See the very brief summary below and a few questions for discussion. More importantly, think about how you would apply the lessons from each of these accounts to your life.
Luke 14:1-6 – Jesus heals a man with a dropsy on Sabbath.
Question: How do you balance strict adherence to the law with accomplishing the “greater good?” When (or do) the ends justify the means?
Luke 14:7-11 – the parable of the wedding feast, a lesson in humility. The key of the parable is “for everyone who exalts himself will be humbled, and he who humbles himself will be exalted.” The saying follows a situation where a person voluntarily foregoes an honored place to choose a place of less honor.
Question: How far we do we have to go to exhibit the type of humility Jesus discusses?
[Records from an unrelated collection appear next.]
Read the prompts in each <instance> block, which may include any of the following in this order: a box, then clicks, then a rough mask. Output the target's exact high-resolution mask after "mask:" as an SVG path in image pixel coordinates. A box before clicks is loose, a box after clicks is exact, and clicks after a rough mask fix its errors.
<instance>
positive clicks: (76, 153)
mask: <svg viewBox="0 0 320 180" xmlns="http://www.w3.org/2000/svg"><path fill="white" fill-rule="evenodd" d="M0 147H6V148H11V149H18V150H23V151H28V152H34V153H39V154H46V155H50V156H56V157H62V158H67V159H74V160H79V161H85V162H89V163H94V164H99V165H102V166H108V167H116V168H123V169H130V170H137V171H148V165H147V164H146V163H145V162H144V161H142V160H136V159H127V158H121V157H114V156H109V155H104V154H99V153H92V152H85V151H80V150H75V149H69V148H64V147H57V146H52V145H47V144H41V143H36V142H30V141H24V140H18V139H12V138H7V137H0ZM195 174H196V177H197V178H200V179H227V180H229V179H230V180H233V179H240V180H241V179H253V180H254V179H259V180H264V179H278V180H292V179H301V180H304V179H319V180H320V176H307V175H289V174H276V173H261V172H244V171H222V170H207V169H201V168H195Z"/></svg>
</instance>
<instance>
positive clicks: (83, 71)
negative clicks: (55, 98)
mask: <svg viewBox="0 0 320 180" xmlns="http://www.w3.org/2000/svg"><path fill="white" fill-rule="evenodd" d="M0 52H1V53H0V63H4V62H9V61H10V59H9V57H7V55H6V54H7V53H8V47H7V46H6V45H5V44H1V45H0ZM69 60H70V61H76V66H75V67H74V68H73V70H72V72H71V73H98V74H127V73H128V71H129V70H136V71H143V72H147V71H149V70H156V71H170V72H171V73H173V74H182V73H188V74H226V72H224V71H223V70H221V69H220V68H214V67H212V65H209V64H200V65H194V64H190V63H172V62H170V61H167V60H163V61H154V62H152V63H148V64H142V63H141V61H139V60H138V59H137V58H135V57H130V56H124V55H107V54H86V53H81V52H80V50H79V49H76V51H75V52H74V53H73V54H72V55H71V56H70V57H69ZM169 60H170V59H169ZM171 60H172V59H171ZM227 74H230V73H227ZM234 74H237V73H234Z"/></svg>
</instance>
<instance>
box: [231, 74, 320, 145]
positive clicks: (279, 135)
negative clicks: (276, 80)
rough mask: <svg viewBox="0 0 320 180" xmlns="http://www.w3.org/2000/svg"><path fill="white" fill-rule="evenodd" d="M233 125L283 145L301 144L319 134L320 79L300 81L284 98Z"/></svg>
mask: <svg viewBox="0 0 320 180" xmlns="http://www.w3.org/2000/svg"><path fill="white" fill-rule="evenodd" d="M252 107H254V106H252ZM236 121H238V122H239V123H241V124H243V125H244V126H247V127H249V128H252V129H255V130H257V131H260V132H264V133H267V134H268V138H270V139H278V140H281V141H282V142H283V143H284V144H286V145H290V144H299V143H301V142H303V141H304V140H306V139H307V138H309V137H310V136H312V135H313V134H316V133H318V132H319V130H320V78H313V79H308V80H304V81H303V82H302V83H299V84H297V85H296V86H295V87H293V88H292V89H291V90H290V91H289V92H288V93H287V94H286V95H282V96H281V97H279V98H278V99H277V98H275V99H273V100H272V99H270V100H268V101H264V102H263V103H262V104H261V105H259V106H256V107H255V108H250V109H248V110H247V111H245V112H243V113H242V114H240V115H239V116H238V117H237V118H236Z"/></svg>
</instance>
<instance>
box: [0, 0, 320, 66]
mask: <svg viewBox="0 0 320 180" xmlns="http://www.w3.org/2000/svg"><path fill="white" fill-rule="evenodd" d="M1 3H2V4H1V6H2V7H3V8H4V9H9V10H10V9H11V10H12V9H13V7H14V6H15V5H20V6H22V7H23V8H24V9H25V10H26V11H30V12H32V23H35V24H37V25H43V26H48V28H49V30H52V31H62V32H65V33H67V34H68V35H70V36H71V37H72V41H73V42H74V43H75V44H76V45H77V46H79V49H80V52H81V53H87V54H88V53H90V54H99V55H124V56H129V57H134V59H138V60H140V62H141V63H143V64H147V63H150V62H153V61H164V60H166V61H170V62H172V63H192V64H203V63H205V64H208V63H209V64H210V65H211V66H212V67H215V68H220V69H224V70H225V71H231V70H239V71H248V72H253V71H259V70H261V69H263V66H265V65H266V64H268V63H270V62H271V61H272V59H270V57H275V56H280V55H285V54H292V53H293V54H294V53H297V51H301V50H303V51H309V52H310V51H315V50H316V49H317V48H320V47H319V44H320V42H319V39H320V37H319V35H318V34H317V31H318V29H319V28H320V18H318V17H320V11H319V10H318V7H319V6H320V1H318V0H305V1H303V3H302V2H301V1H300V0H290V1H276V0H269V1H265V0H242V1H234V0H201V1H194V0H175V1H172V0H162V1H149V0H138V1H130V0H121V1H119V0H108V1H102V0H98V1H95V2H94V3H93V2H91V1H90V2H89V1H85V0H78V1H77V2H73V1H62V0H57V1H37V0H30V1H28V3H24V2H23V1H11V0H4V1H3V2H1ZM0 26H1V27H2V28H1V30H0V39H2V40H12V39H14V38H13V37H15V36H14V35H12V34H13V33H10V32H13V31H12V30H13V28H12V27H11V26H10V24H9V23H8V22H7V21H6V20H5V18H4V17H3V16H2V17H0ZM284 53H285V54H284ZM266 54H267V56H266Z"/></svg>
Do we always have to put others before self?
Luke 14:12-14 – the parable of the great banquet. The key to the parable is that we are to do things for people without any expectation of return.
Question: Where can you find opportunities to assist others without expectation of return? How far do you have to look?
Luke 14:15-24 – Avoiding excuses.
Question: Do you find excuses to avoid doing the right thing? What opportunities might you miss?
Luke 14:25-33 – The cost of discipleship. Jesus concludes by saying, “so therefore, any one of you who does not renounce all that he has cannot be my disciple.” (v. 33).
Question: How far is far enough in serving God?